Aro ek dojon
Another of a dozen of Satyajit Ray's short story collection following Ek Dajon Gappo including three Feluda stories that I picked up from my collection this time for revisiting the wonders of Ray. The content and their briefs are as
1. Professor Hijibijbij is a tribute to Ray's father and to his fantastic creations depicted in Abol Tabol and Ha-Ja-Ba-Ra-La that were brought to life by the eccentric professor of the story. But the final paragraphs seem to warn the readers of the dangers of defying nature.
2. Fritz deals with the supernaturals with an ending to send the head reeling in awe.
3. Brown Saheber Bungalow is a ghost story with an unique twist at the climax.
4. Sadanander Khude Jagat is written from the perspective of a child who could hear the ants’ voices.
5. Khagam is another spine chilling horror story of a saint who loved snakes and his pet one in particular.
6. Ratanbabau aar Shei Lokta is a queer story in which a lonely traveller meets a man who seemed to be his carbon copy in both appearance and nature. But though in one hand Ratanbabu seemed to get his right mate but the resemblence seemed to be getting discomfortingly painful which drove him to commit a murder and bear the consequence that was beyond his wildest dreams.

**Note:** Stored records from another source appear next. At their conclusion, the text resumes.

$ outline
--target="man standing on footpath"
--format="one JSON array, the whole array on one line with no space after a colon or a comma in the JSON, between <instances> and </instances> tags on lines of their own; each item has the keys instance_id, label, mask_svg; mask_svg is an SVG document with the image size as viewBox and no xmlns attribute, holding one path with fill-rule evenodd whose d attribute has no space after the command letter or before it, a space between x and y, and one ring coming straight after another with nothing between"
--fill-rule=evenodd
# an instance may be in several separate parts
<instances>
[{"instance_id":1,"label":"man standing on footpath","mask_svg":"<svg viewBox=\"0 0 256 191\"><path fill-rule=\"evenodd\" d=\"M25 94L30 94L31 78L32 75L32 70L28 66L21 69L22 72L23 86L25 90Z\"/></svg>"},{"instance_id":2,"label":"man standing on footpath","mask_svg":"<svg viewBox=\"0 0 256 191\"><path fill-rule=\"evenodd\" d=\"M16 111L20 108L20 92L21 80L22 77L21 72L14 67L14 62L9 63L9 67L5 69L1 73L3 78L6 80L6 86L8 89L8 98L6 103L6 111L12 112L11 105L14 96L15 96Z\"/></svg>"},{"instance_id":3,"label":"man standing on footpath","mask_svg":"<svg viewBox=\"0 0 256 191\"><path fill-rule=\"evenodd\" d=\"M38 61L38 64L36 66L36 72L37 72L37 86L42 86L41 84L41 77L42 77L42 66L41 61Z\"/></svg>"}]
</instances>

7. Bhakta is the most fascinating of the stories in which again resemblance plays the central role and an ordinary holidaying man finds himself trapped in the fan-circle of a renowned writer.
8. Batikbabu is another of Ray’s wonderful creation where obsession to a queer hobby drives a person to sheer madness.
9. Barin Bhoumiker Beram is one of Ray’s excellent pieces where the ultimate twist is in the final few lines.
10. Sheyal Debota Rahasya introduces Feluda to the case of an antique thief which he solves with his naturally sharp intellect.
11. Samaddarer Chaabi sets Feluda to a treasure hunt based on the queer few words which the dead man utters moments before his death. But villains prowl behind the shadows and it is to be seen how Feluda manages to catch them while recovering the treasure. Curiously, this story is devoid of any picture while the previous one had two sketches to the credit.
12. Ghurghutiar Ghatana is yet another case with Feluda solving a riddle to open a combination lock but the revelation of the vilest mind is again exposed by his quick wit. As in the previous two, this story was also written before Sonar Kella and so no Lalmohanbabu is there for a comic relief though the modulated pace of the story never seemed to need one.